Pondering this, of course, demonstrates the fundamental unseriousness of the current opposition. What they actually do is hold no-account protests that do nothing but disrupt the workings of people's lives. They sit at home, in comfort, writing screeds. They go to Meet-Up meetings and talk angrily among themselves, over expensive coffee that they can easily afford.

That wouldn't do, though, if these were real Nazis.

Frankly, I think the theoretical example is and can only be that -- I do not believe that the military would enforce those sorts of illegal orders. I think they would stand true to their duty to disobey illegal orders, and would do whatever it took to restore the Republic. The military remains a strong hindrance to abuse of power by any US government. In order for the theory to ever become practice, then, the government would have to engage us in a war -- not like Iraq, but with a genuine threat like nuclear China -- that so involved the military with an actual external threat that its members could not attend to, nor consider resigning from their posts in order to address, serious Constitutional violations at home.

I think, then, that the military would have to be otherwise engaged.

On the other hand, we have seen a real example of a Federal police agency -- the very largest, BATFE -- that has been perfectly willing to be transformed in improper ways.
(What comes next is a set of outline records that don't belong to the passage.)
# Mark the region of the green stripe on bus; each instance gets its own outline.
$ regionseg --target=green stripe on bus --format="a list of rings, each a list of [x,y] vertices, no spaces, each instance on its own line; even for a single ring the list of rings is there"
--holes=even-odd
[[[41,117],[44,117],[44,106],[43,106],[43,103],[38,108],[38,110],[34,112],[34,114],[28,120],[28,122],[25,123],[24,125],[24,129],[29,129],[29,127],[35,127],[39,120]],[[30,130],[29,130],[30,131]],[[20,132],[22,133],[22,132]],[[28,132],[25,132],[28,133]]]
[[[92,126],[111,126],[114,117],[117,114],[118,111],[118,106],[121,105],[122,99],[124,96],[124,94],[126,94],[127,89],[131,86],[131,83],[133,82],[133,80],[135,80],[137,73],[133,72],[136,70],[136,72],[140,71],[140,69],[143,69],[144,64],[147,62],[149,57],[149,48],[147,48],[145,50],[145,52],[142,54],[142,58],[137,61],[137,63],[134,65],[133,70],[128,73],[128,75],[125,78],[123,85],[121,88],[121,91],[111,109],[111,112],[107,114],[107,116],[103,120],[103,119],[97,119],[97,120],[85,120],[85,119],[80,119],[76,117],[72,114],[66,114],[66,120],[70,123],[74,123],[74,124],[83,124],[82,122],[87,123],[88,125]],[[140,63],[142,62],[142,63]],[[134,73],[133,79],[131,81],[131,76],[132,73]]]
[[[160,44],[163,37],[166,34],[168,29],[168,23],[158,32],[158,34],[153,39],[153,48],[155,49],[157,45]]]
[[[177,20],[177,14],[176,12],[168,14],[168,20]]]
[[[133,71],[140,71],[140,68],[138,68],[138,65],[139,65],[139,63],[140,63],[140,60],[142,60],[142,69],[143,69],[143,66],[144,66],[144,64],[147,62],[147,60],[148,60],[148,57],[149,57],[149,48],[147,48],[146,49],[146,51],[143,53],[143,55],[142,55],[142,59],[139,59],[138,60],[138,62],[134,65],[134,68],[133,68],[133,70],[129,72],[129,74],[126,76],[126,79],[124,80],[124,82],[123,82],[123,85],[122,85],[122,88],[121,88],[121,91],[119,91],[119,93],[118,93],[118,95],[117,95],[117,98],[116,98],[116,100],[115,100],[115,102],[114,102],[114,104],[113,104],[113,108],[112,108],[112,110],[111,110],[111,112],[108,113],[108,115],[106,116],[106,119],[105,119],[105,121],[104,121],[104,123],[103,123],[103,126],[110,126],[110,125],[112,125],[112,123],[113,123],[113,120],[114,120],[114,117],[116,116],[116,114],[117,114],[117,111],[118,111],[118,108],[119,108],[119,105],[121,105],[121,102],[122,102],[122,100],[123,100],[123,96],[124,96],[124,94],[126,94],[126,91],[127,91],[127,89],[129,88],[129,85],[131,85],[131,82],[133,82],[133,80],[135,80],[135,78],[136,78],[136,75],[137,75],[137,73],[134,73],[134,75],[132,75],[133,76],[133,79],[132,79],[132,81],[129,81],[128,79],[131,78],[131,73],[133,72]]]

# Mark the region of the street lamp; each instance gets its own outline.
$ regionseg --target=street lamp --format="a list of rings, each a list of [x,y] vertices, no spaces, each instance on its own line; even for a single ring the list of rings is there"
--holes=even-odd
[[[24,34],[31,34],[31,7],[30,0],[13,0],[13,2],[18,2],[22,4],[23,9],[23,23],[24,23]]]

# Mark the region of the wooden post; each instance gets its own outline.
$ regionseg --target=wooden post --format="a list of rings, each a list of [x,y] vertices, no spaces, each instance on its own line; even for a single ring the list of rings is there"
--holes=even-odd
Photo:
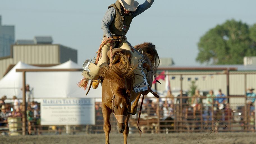
[[[229,96],[229,69],[228,69],[227,72],[227,96]],[[229,103],[229,98],[228,97],[228,103]]]
[[[245,112],[244,113],[244,128],[246,130],[247,130],[248,129],[247,121],[248,120],[248,113],[247,109],[248,108],[247,107],[247,97],[246,96],[246,89],[247,89],[247,75],[246,74],[244,74],[244,99],[245,102],[244,102],[244,111]]]
[[[214,118],[214,104],[215,103],[215,102],[214,101],[214,98],[212,97],[212,108],[211,109],[211,113],[212,113],[212,121],[211,121],[211,124],[212,124],[212,132],[215,132],[215,127],[214,127],[214,121],[215,120],[215,118]]]
[[[179,111],[179,119],[180,124],[180,127],[181,127],[181,131],[182,132],[183,130],[183,118],[182,118],[182,93],[183,91],[182,90],[182,75],[180,75],[180,90],[181,91],[181,93],[180,94],[180,109]]]
[[[26,107],[26,72],[22,72],[22,135],[26,135],[26,125],[27,123],[27,108]]]

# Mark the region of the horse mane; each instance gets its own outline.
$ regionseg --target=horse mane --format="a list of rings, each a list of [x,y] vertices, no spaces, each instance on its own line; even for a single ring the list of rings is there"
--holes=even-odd
[[[156,70],[159,65],[160,60],[156,49],[156,45],[151,42],[145,42],[134,47],[137,51],[140,49],[142,50],[143,54],[147,55],[151,61],[153,71]]]
[[[119,62],[111,67],[106,65],[102,67],[101,75],[111,80],[111,88],[116,96],[124,98],[127,89],[132,88],[134,81],[133,71],[137,67],[131,65],[129,60],[125,55],[119,53],[115,54],[120,55]]]

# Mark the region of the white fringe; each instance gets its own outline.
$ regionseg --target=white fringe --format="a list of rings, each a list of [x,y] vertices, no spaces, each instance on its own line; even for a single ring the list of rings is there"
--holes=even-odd
[[[147,85],[143,87],[136,88],[133,89],[134,92],[136,93],[139,93],[148,90],[148,86]]]

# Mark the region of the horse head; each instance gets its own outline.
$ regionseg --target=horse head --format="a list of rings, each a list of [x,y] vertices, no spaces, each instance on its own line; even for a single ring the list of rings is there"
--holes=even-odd
[[[104,66],[101,72],[104,79],[110,80],[112,112],[117,120],[117,129],[120,133],[124,130],[125,120],[131,114],[130,99],[135,76],[133,70],[136,68],[129,64],[130,52],[124,50],[115,51],[118,52],[113,54],[113,65]]]

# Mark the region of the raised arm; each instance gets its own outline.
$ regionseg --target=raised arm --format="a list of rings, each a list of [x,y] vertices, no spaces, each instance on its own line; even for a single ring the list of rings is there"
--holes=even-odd
[[[115,15],[116,9],[115,8],[111,7],[108,9],[102,19],[101,29],[103,30],[104,35],[106,35],[107,38],[111,36],[109,26],[114,20]]]
[[[132,14],[132,17],[134,18],[143,12],[151,6],[154,0],[146,0],[145,2],[139,6],[137,9]]]

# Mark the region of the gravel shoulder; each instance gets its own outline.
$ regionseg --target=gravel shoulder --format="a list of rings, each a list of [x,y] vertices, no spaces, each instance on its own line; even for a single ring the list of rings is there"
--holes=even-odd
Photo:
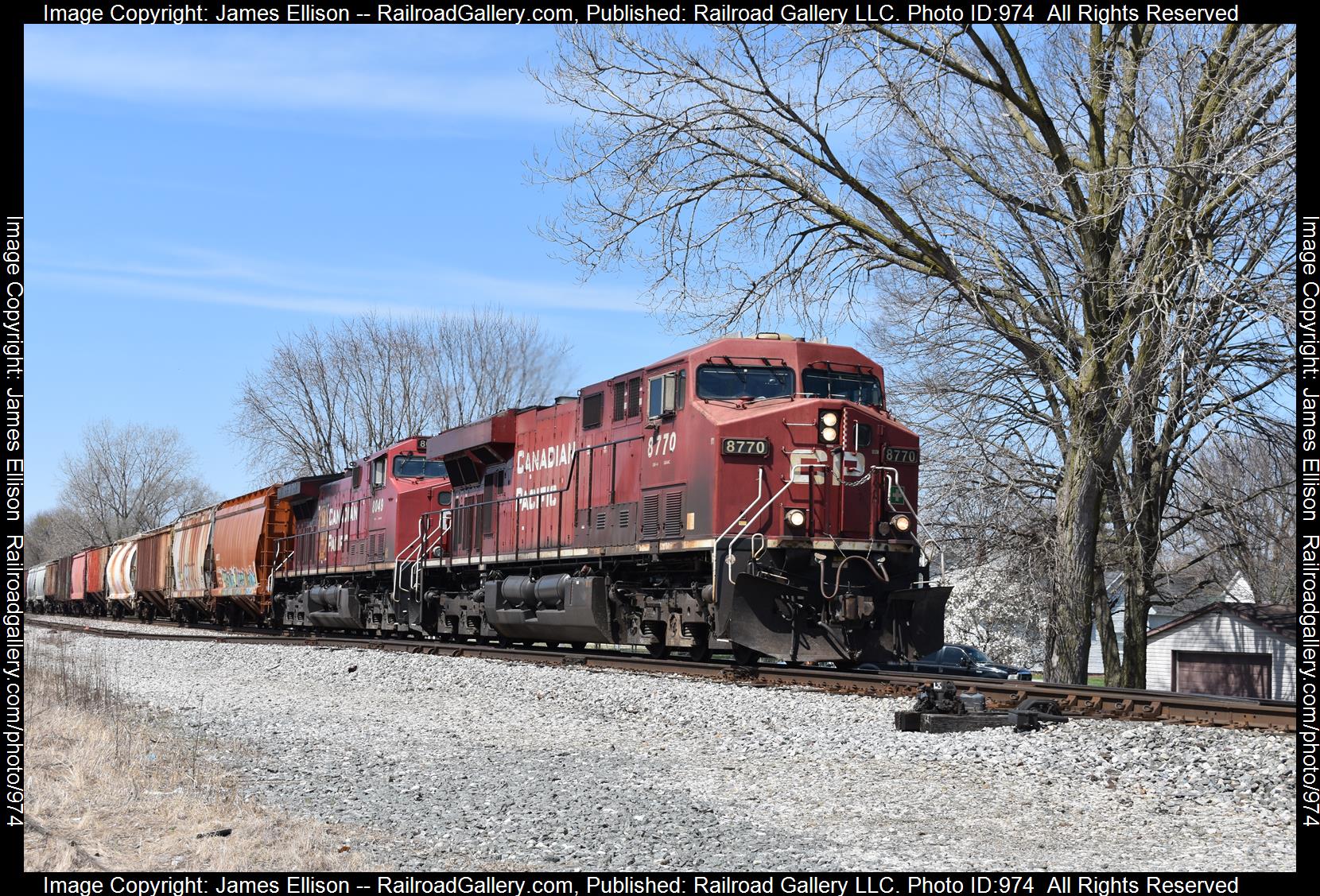
[[[1296,868],[1295,747],[1074,720],[894,730],[909,701],[612,670],[32,632],[203,727],[246,794],[392,870]]]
Most of BATFE's activities are against people guilty of procedural violations, and according to a Congressional investigation, seventy-five percent of BATFE prosecutions are constitutionally improper. (See a lengthy debate on the topic, with links, at InstaPundit).

These figures should be humbling, causing the bureau to insist on going about its business more carefully and with a great deal of concern for the proprieties. Yet, instead, BATFE has simply chosen to ignore them and pretend that the facts aren't what they are. One bureau is not an uncorrectable problem, nor even several major agencies if the electoral system continues to function -- but what if it did become broken? What if we did find ourselves in an "illegal war" being used as cover by an administration attempting to engage us in a dictatorship?

It is not utterly impossible that we could find ourselves obligated, by oath and duty, to take up arms at some point in the future, against some administration yet to be conceived. Thomas Jefferson thought it likely. Any American must remember the roots of our nation in Revolution, and remember that revolution may someday again be required of us.

I mention all of this only to demonstrate that some of these guerrilla tactics might very well have to be employed -- that employing them, however distasteful, might be preferable to doing nothing. Bombing a city, even with precision munitions, is distasteful. Indeed, it is horrifying. But there are times when it is better, morally as well as in terms of practical reality, than the alternatives.

If our Islamist enemies believe that they are in such a position, then they have to fight us. Indeed, if the radical Left were serious, it should be fighting us.

We have every right to punish atrocities and terrorism. We should, however, be careful to consider which of their tactics are truly evil, and which are simply necessary. That will allow us to separate the terrorists from the honorable enemies with whom we can negotiate. The ones who behead the weak and innocent in order to inspire terror are evil. The ones who fight our military with rifles, though they do not wear uniforms -- they may not be evil men. They may simply not trust us, and be unwilling to conceed control of their nation to foreigners with rifles and bombs.

With the first sort of foe there can be no quarter. With the second, there can be a genuine peace. It is in our enemy's interest to blur those lines, just as it is in his interest to blur the line between combatant and noncombatant. We must try to keep the lines clear, as much as we can.